The World Was Reduced to the Surface of Her Skin
by Charlotte Reads Classics
Art is an old language with a great many artificial affected styles, and sometimes the chief pleasure one gets out of knowing them is the mere sense of knowing. I enjoy the art of all sorts here immensely; but I suppose if I could pick my enjoyment to pieces I should find it made up of many different threads.
I love this quite from Dorothea Brooke in Middlemarch and it is particularly handy when I want to write about an author with a very specific style. This is a writer who is so refreshingly original that it is a pleasure to read his books solely for the pleasure of knowing them.
There is no way you could read Gabriel Garcia Marquez and mistake his writing for anyone else. One Hundred Years of Solitude is set in the fictional village of Macondo, in a typical (if there can be such a thing) Latin American country. The things Macondo faces are things that Marquez would have experienced during his childhood in Columbia: civil war, fruit plantations, small villages transitioning into modernity. Whilst the story is of its place, there are plenty of universal themes here; life, love, sadness, loneliness, tradition and family.

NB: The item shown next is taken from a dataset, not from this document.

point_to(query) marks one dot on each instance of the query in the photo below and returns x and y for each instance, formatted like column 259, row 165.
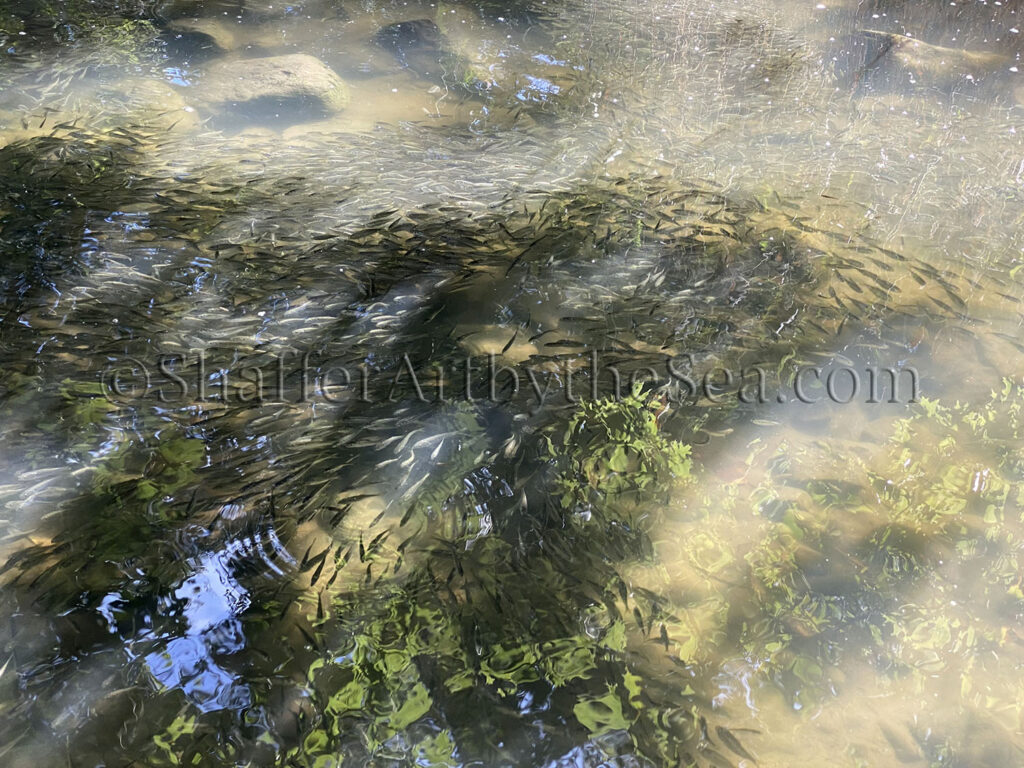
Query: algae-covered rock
column 204, row 34
column 423, row 48
column 296, row 81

Marquez once said that “[a]fter the death of my grandfather, nothing really happened to me any more”. This happened when he was eight. In many ways people read his signature style of magical realism as the world seen through the eyes of a child. This novel is certainly full of that sort of imaginative power.
At that time Macondo was a village of twenty adobe houses, built on the bank of a river of clear water that ran along a bed of polished stones, which were white and enormous, like prehistoric eggs. The world was so recent that many things lacked names, and in order to indicate them it was necessary to point.

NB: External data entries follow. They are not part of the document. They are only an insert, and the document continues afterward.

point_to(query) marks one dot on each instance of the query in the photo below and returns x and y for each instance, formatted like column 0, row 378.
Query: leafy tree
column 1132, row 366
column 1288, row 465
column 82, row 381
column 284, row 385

Firstly, Marquez is king of beautiful sentences. Just read it! The village is founded by the family and has a real Garden of Eden sort of vibe. The Bible here is the magical element mixed with the reality of evolution (‘prehistoric eggs’). This immediately sets the tone for the kind of storytelling that follows. This is a story of a town who suffers from insomnia, of alchemy, gypsies and revolution. Family history becomes myth and legend, and the imagery is outstanding.
The only problem I had whilst reading One Hundred Years of Solitude was that I found it hard to keep all the characters straight – there are about twenty-five Aurelianos! However, even this has a poetic explanation: Time in this novel is not linear and generations of family history is told as though it was happening all at once. Plenty of characters live until well over a hundred, and even the dead don’t always keep quiet.
People say Gabriel Garcia Marquez’ writing is like a carnival and I would agree. It is colourful, always moving, vibrant, strange and foreign. A wonderful combination.